Words of passion
Updated: 2010-12-31 12:26
By Patrick Whiteley (China Daily European weekly)
Maciej Gaca has been busy in 2010 promoting Poland's most famous composer, Fryderyk Chopin. Cui Meng / China Daily
Linguist Maciej Gaca is explaining the difference between the Chinese and Western concepts of time and space. It is a profound topic but the Polish Sinologist asks a simple question to make his point. "Where is the past? Where is last week? Don't think about it, quickly point."
He nods, saying that people from the West point behind their backs because they consider time runs on a horizontal line and the past is behind them.
But in the Chinese language, last week is "up week" (shang ge xingqi), revealing that the concept of time runs vertical and the past points up.
The reason, according to Gaca, is when the Chinese language was first being developed thousands of years ago, there was the belief that the creator of all things, Pangu, was up in heaven where time began and the future flowed down from there.
Gaca is passionate about sharing his knowledge about China and has studied the language and culture for more than 25 years.
Today he works at the Polish embassy in Beijing assisting with cultural activities after spending the past few years in Poland as a director of the Confucius Institute, a nonprofit group that aims to spread language and culture around the world.
The fruits of his labor will blossom in 2011 when the first Chinese language course will be taught in Polish high schools. "The Confucius Institute was set up in 2008. We had a Polish and a Chinese team and we taught the language not at an academic level but for adults, teenagers and children," he says.
"There are about 30,000 Chinese living in Poland, there are actually more Vietnamese, but there were no schools teaching Chinese so next year is a good start."
Gaca, 43, says there is still a high level of ignorance about China in Poland and he was continually reminded of the knowledge gap when he worked as a tour guide in China between 2000 and 2006.

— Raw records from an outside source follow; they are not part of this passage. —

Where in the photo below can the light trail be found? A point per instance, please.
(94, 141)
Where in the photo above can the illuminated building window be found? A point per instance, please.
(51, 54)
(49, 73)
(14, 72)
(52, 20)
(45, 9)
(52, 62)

"I tried to find opportunities for Polish people to study Chinese and learn more because I was fed up with the cliches: Men in the paddy fields with the bamboo hats, and that everything was backward," he says
"We were getting very well-educated people, such as doctors and executives from the pharmaceutical companies and it only took two weeks for their minds to completely change.
"People had only been focusing on what was in the media and the headlines.
"Polish investors want to come to China but they struggle with the stereotypes."
Gaca's fascination with the Chinese language began when he was a boy growing up in the city of Pozan. His uncle was a doctor and scientist and would often travel through Asia where he would collect books, especially dictionaries.
"I didn't care if I could read them, I just liked the look of them, they were so different," he says.
"My first contact with China was through one of these dictionaries. It was a great big book and I didn't understand anything inside it, but the characters fascinated me and I wanted to know more.
"When you finished secondary school who knows what they want to do so I started Sinology."
After studying in Poland, a long-haired Gaca arrived in Beijing and after his Chinese teacher took one look at him, she christened him Mei Xiya, which means West Asian Plum.
"For the next 20 years I'm paying for my long hair. Everywhere I've gone people expect a woman," he laughs.
Later, he decided to specialize in one of China's minority languages and considering China has 55 minority groups accounting for 8.5 per cent of the population - 100 million people - there was a lot to choose from.
Finally, he embarked on a PhD in the Naxi language called Dongba, one of the few languages which use pictograms. In Dongba, characters can be made up of stick men fighting (conflict) or leaves falling (changing of the seasons). Six or seven pictograms can make up a story of 50 words or more and have been used in Chinese culture since 5000BC.
Gaca says the Naxi people have another concept of time and space.
"A Dongba priest asked me where the past was, and I pointed back as people from the West do, but he asked me: 'Why are you looking back? The past is in front of you'," Gaca says.
"He told me: 'If you look ahead you can see everything before you and your eyes have already seen these things in the past. Everything you know is in front so it's the past."
Gaca has many strings to his bow and this year returned to Beijing to help improve cultural relations with China. He says moves are underway to set up a Polish Culture Institute in Beijing and the first meetings have been held.
But what took most of his time was a special project promoting the 200th anniversary of the birth of Fryderyk Chopin, Poland's most famous composer. The bicentenary of Chopin was a major event celebrated throughout the world with 2,400 events.
Across China there were 30 events including music concerts performed by Polish and Chinese pianists, exhibitions, documentaries and feature movies. "In one of the stage productions we had a young Polish pianist playing Chopin but had Chinese actors, using the Chinese language, letting the audience know how much he loved his country. He was so passionate that he asked his sister to cut out his heart after he died, and bury it back in Poland.
"In the 1800s, Chopin lived at a time when Poland was occupied by foreign powers, and the Chinese relate to this," Gaca says.
"The Chinese love his music but were also touched by Chopin's passion for his country."
It is the kind of cultural connection Gaca hopes to repeat in the future, no matter what direction it may be pointing.